Engineering Insight Beyond Components
“Applied Thermoelectric Solutions went beyond reviewing thermoelectric components, providing critical insight into overall system design and practical implementation. Their technical guidance significantly improved the final product and exceeded expectations.”
Finn Aretz
Operations Lead
How Thermoelectric Cooling Works
Thermoelectric cooling uses solid-state devices to pump heat directly through a material when an electrical current is applied. By controlling current direction and magnitude, heat can be actively removed, redistributed, or precisely regulated without moving parts, fluids, or compressors. This approach enables compact, reliable thermal control for electronics, batteries, and high heat-flux components where traditional cooling methods are impractical or insufficient.
Related Thermoelectric Cooling Research
Supporting research and technical publications underpinning advanced thermoelectric cooling system design, performance optimization, and transient thermal control.
Thermoelectric Power Generation (TEG)
Applied Thermoelectric Solutions’ thermoelectric generator projects exploring solid-state power generation from solar and waste heat sources at the system level.
Solar Thermoelectric Generator Case Study
This case study evaluates metallic thermoelectric generators integrated with concentrated solar thermal systems as a solid-state power generation approach. The analysis focuses on system-level performance, material cost, scalability, and combined heat and power potential rather than heat to electrical conversion efficiency alone. Results demonstrate viable pathways for thermoelectric power generation in applications where durability, thermal utilization, and supply-chain resilience are critical.
System-Level Feasibility & Technical Evaluation
“Applied Thermoelectric Solutions was instrumental in shaping a comprehensive feasibility study for metallic solar thermoelectric generators, integrating technical performance, material cost, and sustainability considerations. Their work moved our concept from idea to practical evaluation and positioned us for prototype development and external funding.”
Diane Mero
Founder & CEO, STEMero
PowerBeam™ Wireless Power Transfer using Thermoelectric Generators (TEG)
PowerBeam™ explores thermoelectric power generation as a solid-state method for converting temperature differences directly into electrical energy. The project focuses on system integration, thermal coupling, and practical power output rather than laboratory efficiency metrics. This work demonstrates how thermoelectric generators can be engineered into robust, low-maintenance energy harvesting systems for distributed and infrastructure-scale applications.
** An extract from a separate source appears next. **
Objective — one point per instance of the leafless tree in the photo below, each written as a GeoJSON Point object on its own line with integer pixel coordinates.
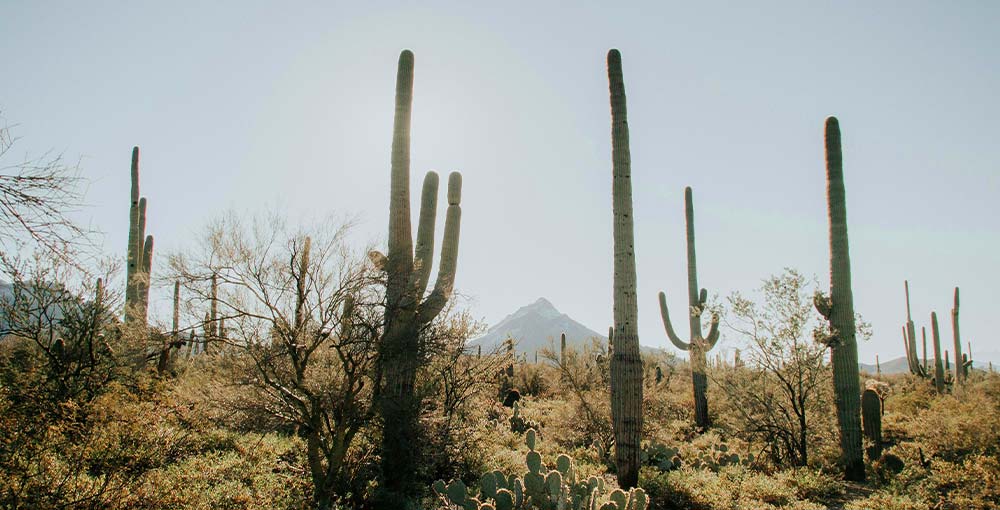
{"type": "Point", "coordinates": [302, 313]}
{"type": "Point", "coordinates": [780, 391]}
{"type": "Point", "coordinates": [36, 197]}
How Thermoelectric Generators Work
Thermoelectric generators produce electricity by exploiting the Seebeck effect, where a temperature gradient across dissimilar materials generates an electrical voltage. By maintaining a hot side and a cold side, these solid-state devices convert heat directly into usable electrical power with no moving parts. This makes thermoelectric generators well suited for waste heat recovery, solar thermal systems, and environments where reliability and durability outweigh peak conversion efficiency.
Supporting Thermoelectric Generator (TEG) Research
Supporting research and technical studies focused on thermoelectric generator modeling, material selection, and system-level performance. This work provides the analytical foundation for designing reliable thermoelectric power generation systems for waste heat recovery, solar thermal integration, and distributed energy harvesting applications.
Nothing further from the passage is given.